The paper proposes an automated way to label large quantities of data by leveraging large language models to generate labeling functions which can be used to label data using programmatic weak supervision. The paper demonstrates that this procedure can generate labeling functions which are more accurate than manually generated LFs and querying LLMs for labels directly at a fraction of cost. The authors also show that prompt tuning benefits their method, and that it can be used for other richer modalities.
优点
- The paper is well written, and easy to follow.
- The experiments are well designed.
- The idea is simple, intuitive and has promising performance.
- Evaluation on richer data modalities is challenging, and I appreciate the authors' inclusion of image datasets.
缺点
Most of these concerns are minor, and some of them can be readily fixed.
- Comparisons with related work:: I believe that comparisons with empirical ScriptoriumWS and DataSculpt are necessary to demonstrate the benefits of the proposed approach. With that said, I found the experiments to be rigorous. I would also like the authors to catalog the differences between their approach and ScriptoriumWS, DataSculpt, and [1] to better highlight the novelty of their methodology and findings. I am aware that [1] was published very close to the NeurIPS deadline so I do not expect the authors to compare their methods with [1], but conceptual differences (if any) can still be highlighted.
- Missing references:: The idea of using keywords and LLMs to automatically create LFs is not new, so I would encourage the authors to reference some prior work (e.g. [2]).

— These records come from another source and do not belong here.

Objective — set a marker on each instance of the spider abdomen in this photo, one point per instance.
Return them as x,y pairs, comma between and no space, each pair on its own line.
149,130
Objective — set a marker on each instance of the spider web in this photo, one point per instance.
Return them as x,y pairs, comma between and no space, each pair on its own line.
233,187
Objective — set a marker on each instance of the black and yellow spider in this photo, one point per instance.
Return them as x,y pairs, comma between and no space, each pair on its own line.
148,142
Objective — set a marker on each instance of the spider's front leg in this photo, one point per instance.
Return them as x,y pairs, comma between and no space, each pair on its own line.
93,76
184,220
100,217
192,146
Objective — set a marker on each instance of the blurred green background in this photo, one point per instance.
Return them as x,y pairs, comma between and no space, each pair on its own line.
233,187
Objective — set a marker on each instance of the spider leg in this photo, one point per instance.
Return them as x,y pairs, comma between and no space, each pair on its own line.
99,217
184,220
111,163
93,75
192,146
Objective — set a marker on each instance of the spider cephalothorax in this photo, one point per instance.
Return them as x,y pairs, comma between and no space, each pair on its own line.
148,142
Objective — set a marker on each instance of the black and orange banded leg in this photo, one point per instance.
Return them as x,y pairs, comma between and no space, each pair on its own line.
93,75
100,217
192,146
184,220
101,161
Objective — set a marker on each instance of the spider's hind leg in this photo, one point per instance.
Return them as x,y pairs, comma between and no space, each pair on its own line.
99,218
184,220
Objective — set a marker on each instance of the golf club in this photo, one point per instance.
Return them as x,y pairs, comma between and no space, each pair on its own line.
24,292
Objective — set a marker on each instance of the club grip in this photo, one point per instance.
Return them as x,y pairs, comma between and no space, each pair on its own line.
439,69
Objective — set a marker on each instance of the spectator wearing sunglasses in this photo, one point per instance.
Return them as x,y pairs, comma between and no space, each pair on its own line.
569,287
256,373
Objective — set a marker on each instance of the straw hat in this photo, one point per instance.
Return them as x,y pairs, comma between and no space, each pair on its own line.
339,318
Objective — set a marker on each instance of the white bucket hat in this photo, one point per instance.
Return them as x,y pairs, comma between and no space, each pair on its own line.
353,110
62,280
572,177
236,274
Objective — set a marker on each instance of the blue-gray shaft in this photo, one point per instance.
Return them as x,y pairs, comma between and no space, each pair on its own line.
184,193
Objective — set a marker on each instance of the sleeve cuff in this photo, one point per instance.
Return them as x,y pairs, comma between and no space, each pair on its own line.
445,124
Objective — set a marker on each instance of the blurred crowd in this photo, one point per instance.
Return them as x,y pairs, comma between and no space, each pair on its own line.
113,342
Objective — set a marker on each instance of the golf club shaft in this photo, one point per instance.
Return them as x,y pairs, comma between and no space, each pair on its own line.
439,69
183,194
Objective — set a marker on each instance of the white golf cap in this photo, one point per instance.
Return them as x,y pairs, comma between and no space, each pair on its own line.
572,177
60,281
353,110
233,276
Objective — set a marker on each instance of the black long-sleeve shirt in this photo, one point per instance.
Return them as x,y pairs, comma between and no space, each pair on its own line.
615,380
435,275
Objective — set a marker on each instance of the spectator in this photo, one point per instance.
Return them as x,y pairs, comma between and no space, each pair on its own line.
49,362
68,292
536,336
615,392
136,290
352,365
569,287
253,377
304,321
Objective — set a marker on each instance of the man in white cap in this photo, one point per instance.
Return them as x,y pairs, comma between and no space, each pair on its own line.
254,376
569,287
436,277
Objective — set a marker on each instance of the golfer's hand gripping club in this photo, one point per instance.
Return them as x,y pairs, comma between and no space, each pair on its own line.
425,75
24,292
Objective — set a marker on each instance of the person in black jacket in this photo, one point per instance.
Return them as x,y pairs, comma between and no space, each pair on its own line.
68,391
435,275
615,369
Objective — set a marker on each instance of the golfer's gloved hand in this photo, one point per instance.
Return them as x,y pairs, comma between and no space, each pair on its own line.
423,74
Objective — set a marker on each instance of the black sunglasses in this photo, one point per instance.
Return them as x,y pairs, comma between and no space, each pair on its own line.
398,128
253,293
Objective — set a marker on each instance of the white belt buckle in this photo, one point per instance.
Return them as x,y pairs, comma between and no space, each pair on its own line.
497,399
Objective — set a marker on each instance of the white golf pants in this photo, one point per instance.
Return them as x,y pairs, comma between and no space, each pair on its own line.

- Lack of reproduciblity and claims: The techniques presented in the paper and the results are not reproducibile with the details given in the paper. I would encourage the authors to release their code for the same. The paper mentions that "any particular program may be inaccurate, fail to compile, or may otherwise be flawed, ...". I am curious how the authors ensure that the programs are not downright inaccurate (because snorkel would require the accuracy of LFs to be greater than random chance), or fail to compile? I believe that some kind of a data-driven feedback loop is important to ensure that the programs compile, and the generated LFs have coverage, and are accurate. Therefore, I am excited about the possibility to include keywords, dataset descriptions, example in the prompt, but I feel that there has to be a feedback loop after the label model labels the data or identifies inaccurate LFs.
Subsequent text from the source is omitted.